For the Jews who had once believed in Jesus, that something else had become their pedigree, their bloodline. “We are Abraham’s descendants,” they proudly boasted. They had Abraham’s blood running through their veins, what more did they need?

They had even forgotten their past. “We’ve never been slaves to anybody,” they retorted. What about that slavery in Egypt, where God had to rescue you? How we forget! Sin is slavery, and everyone who sins is a slave to sin. You cannot free yourself any more than the Israelites could free themselves from Egypt.

Jesus said: “I assure you: Everyone who sins is a slave to sin.” Do you sin? God’s commandments say that you do. How are you faring toward God? Do you fear, love, and trust in Him above all else? Do you call on God’s name in every need, and with it pray, praise, and give thanks? Do you hear the preached Word? All right, you’re doing that right now. But do you also hold it as sacred and gladly hear and learn it?

And how are you faring toward others? Do you honor, serve, and esteem the authorities whom God has placed over you? Do you help your neighbor and support him in every need? Are your words and deeds pure and honorable, and do you love and respect your spouse? Do you help your neighbor improve and protect his property and means of making a living? Do you speak well of your neighbor and see his actions in the best possible light? Are you fully content with what you have?

Well, then, so we still do sin. And so Jesus’ words to us still ring true: “we are slaves to sin.” And if we are slaves to sin, then we never outgrow our need for Jesus to forgive those sins. And so we are back to Jesus, which is the entire point about justification. Jesus has redeemed you from your slavery to sin. And if the Son sets you free, you will be free indeed!

Jesus has freed you, a lost and condemned creature. He has acquired and won you from all sins, from death, and from the power of the devil. He did this, not with silver or gold, but with His holy and precious blood, and with His innocent suffering and death. The sinless One became sin, for you. He was baptized into your sin and death, for you. He came to bear your sin in death to give you His life and righteousness.

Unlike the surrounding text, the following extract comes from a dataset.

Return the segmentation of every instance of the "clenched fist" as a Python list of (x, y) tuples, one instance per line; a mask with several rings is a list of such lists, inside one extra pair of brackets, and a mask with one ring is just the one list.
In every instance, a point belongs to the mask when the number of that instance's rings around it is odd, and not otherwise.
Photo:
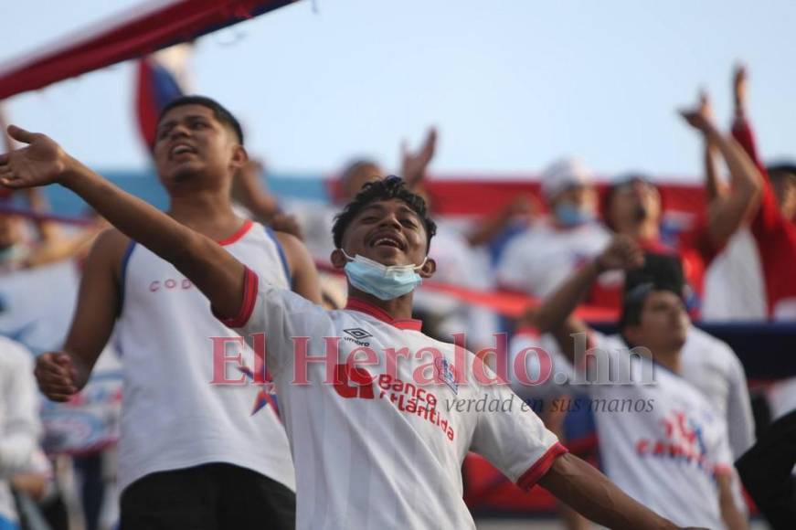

That’s what propelled the Reformation–God makes the unrighteous righteous. He justifies the ungodly. He gives the sinner the righteousness of Jesus through Word and Sacrament. You have sinned and continue to fall short of God’s glory, but you are justified freely by His grace through the redemption that is in Christ Jesus (Romans 3:23-24).

Learn to treasure that truth of Jesus, that Truth that is Jesus, for in Him, you have a blood-bought freedom. It was into that Gospel freedom that you were baptized.   That’s your inheritance as a son of God. In baptism, God makes you, whether male or female, into a son of God, someone who will receive the inheritance that He has for you. That’s how you, a sinner, can stand before a holy God and still live. God does justify the sinner, by grace, through faith, not because of your works. It’s all because of Jesus and how Jesus comes to give you His life-giving forgiveness–through Word and Sacrament.

Yes, you are still a slave to sin. But, in Christ Jesus, you are also someone whom God has adopted as His son. Should you ever doubt that, remember your baptism. Baptism is your adoption paper. The slave is now a son with the full rights of being a son. Because you are part of God’s family, you have a place at the His Table.

Remain in Jesus, the Word and Truth that He is, and you ARE a disciple of Jesus. Remain in Him and you ARE forgiven. Remain in Him and you ARE free. You are free from trying to make yourself righteous through the law. The law can no longer condemn you. You are free from death, free to live before God as a sinner made righteous, free to serve your neighbor in love. Such freedom is yours in Christ Jesus. Remain in Him as He remains in you. Amen.